Olivier Schrauwen.Beeld rv/Stephane Mahot

De origineelste stripmaker van het moment? Als het van Maus-auteur Art Spiegelman afhangt, is dat de Vlaming Olivier Schrauwen. Ook zijn nieuwste album, Portret van een zuipschuit, bevestigt die status. Maar zijn stijl zint niet iedereen. “Mijn publiek heeft een grote tolerantie voor vreemde shit.”

Een jongetje zonder ledematen, mishandelde übermenschen of schizofrene kunstenaars… Wie Olivier Schrauwens werken naast elkaar legt, kan er niet naast kijken: ’s mans stijl, personages en verhalen zijn conventioneel noch commercieel. Wellicht net daarom omschreef Art Spiegelman, auteur van de Holocaust-strip Maus, hem in een mail naar Schrauwens Amerikaanse uitgever omschreef als “de origineelste striptekenaar sinds Chris Ware of Ben Katchor”.

Met de verschijning van Schrauwens nieuwste, Portret van een zuipschuit, wordt die indrukwekkende quote opnieuw belicht.

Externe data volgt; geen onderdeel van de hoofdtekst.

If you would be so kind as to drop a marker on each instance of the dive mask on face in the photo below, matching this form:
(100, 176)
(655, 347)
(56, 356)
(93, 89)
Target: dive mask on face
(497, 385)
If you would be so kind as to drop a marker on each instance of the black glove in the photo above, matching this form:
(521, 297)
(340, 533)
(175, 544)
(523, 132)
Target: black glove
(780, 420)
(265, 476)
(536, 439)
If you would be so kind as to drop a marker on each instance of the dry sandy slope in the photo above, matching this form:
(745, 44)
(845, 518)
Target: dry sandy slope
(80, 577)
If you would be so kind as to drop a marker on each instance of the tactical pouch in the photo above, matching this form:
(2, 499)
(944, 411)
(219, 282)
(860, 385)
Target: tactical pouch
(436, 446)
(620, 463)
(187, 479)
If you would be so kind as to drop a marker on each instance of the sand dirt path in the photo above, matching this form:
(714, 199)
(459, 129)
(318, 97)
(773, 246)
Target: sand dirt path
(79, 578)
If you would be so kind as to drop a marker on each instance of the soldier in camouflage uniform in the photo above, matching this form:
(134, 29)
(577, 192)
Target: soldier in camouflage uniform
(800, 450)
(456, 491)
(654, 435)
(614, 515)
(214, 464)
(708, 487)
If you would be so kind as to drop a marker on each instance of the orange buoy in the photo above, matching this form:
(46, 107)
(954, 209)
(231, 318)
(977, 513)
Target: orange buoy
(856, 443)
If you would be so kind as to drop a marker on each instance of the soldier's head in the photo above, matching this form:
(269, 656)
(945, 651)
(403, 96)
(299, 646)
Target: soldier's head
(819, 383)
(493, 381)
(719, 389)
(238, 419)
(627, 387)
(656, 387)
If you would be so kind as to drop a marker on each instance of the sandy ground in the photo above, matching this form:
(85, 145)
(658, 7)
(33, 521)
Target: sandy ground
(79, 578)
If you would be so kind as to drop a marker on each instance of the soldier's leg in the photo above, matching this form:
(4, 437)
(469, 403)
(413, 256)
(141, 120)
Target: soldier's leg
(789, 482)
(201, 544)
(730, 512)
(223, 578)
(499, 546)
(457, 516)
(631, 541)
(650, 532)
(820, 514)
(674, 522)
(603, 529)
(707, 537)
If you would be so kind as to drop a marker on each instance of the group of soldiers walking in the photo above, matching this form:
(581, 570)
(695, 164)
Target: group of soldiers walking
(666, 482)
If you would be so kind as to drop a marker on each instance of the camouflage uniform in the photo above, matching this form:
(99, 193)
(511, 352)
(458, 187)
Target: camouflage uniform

Maar de bescheiden, sinds jaren in Berlijn residerende Vlaming, wordt er wat ongemakkelijk van. “Mijn uitgever heeft dat zinnetje uit de mail gelicht en sindsdien gretig gebruikt om mijn boeken te promoten. Wellicht tot het einde der tijden. Ik weet niet of Spiegelman het oké vindt dat zijn privéconversatie als promo werd ingezet. Ik ben geflatteerd, maar neem het ook met een flinke korrel zout.”

Fragment uit ‘Portret van een zuipschuit’Beeld rv

Schrauwen debuteerde in 2006 met My Boy, over een jongetje zonder ledematen in een stijl refererend aan die van de Amerikaanse grootmeester Winsor McCay, de auteur van Little Nemo. Inhoudelijk en grafisch zou hij sindsdien blijven zweren bij een onconventionele aanpak. Foert met het grote publiek. Het was niet aan hem besteed. Althans, dat dacht hij, want hij wist niettemin een gevoelige snaar te raken en werd bedolven onder prijzen en nominaties – waaronder drie voor beste album op het stripfestival van Angoulême.

Irritant

De vraag om zijn eigen werk te omschrijven blijkt een moeilijke. “Ik probeer het vooral níét te omschrijven, want dat zou beperkingen inhouden. En beperkingen op een goeie manier overschrijden is mijn voornaamste drijfveer. Ik hou bijvoorbeeld van humor, maar voel niet de noodzaak om het kluchtig te houden. Een grappige scène mag gerust plots een sombere ondertoon krijgen. Op formeel vlak bedenk ik voor elk boek wel een soort beperking: een stijl, een beperkt kleurengamma of een specifieke vertelmethode.” Of een apart personage, zo blijkt uit Portret van een zuipschuit, waarin het meest irritante strippersonage ooit wordt opgevoerd.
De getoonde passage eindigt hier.